Because it is the main source of income for many of the 65 communities on the Bering Coast that are part of the West Alaska Community Development Quota Program. The program aims to build a fisheries-based economy and alleviate poverty by empowering western Alaskans to engage in fishing in the Bering Sea.
'I work in the Pribilof Islands for an Aleutian community of 450 people, which is heavily invested in crab quotas and can be caught in large numbers,' McCarty said.
On the island of St. Paul, Trident Seafoods has one of the largest crab processing plants in the world, employing up to 400 workers during peak snow crab season like February. However, in February of this year, everything was quiet.
'The entire community at St. Paul operates on a seafood tax. It used to bring in 85% of the revenue for the community,' she said.
An unprecedented extreme event in the Bering Sea
Heather McCarty, a fisheries consultant in Juneau, says it's an example of the impact of climate change on undersea resources.
But what happened to those snow crabs?
Bob Foy, director of science and research at the Alaska Fisheries Science Center, said they don't have enough data to say specifically what happened.
'What we do know is that we had an extreme heatwave in 2019, and we've seen a lot of schools of fish and crabs moving to areas that have never been before in history,' he said.
Earlier in 2021, scientists studying snow crabs also tried to find out what happened after the "catastrophic" summer survey results, which showed a more reduced proportion of juvenile females. 99% more than three years ago. The number of adult male and female crabs also decreased significantly.
As the seafloor warms, snow crabs appear to have moved much farther northwest and in deeper water than in previous years, according to federal and Alaskan scientists.
"The fishery is therefore also shifting to the northwest," said Bob Foy.
But the decline in large crab populations is not solely due to their migration out of the area. Crabs are a bottom-dwelling species, which means they crawl around on the ocean floor and aren't able to migrate as quickly as many finned fish.
'The biomass of crabs in the island of St. Lawrence hasn't changed much. That suggests there was a mass death event, either they moved into waters beyond our survey or into Russia's shelf,' Mr Foy said, but he seemed skeptical about the eventual possibility. .

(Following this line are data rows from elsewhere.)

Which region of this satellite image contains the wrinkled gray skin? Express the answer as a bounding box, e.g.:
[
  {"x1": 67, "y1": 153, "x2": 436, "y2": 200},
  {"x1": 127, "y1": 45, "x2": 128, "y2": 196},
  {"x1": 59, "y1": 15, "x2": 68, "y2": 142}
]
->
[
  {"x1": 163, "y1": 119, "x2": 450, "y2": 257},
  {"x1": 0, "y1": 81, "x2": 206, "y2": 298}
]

'We believe we had a mass death event. This represents an extreme event that we have never seen in the Bering Sea," he added.
Metal crab cage ready to be dropped.
He said the crabs, perhaps due to their high sensitivity to the ecosystem, are like the 'coal mine canaries' to climate change.

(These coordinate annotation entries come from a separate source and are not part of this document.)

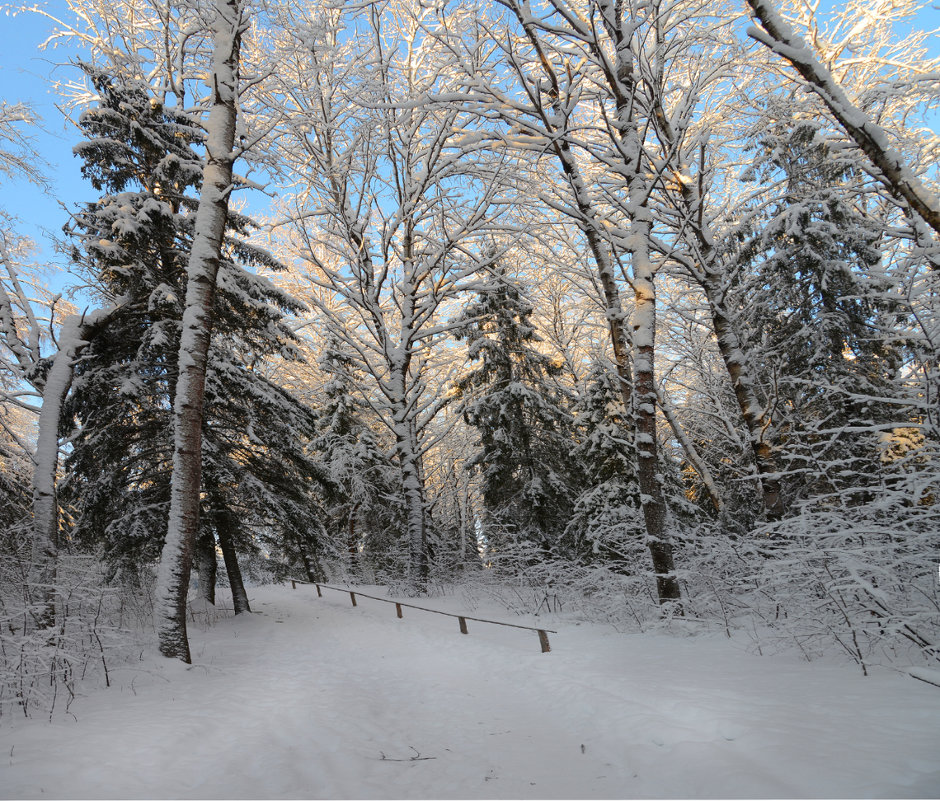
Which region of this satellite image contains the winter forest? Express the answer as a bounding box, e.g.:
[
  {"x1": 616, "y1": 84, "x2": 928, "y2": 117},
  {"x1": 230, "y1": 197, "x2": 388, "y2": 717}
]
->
[{"x1": 0, "y1": 0, "x2": 940, "y2": 736}]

'The canary in the coal mine' is an idiom that signals an impending danger. It comes from a real story about miners who often bring down canaries into coal mines, birds that are very sensitive to methane or CO that can leak in the mine. Once such a leak occurs, the canary usually dies before any other species, so miners are warned and left the mine immediately, according to the New York Times.
Meanwhile, Jamie Goen, executive director of the Alaska Bering Sea Crabbers Trade Association, said the disappearance of crabs would affect workers and small family businesses the most.
For fishermen, they don't have the same kind of subsidies as 'crop insurance' for farmers. And although the Commerce Department is transferring nearly $132 million to Alaska because of the seafood disaster, it will take years for the money to reach those affected, Goen said.
'It's been a bleak time for this industry. A lot of people will sell their ships or sell their quotas to make a living," said Gabriel Prout.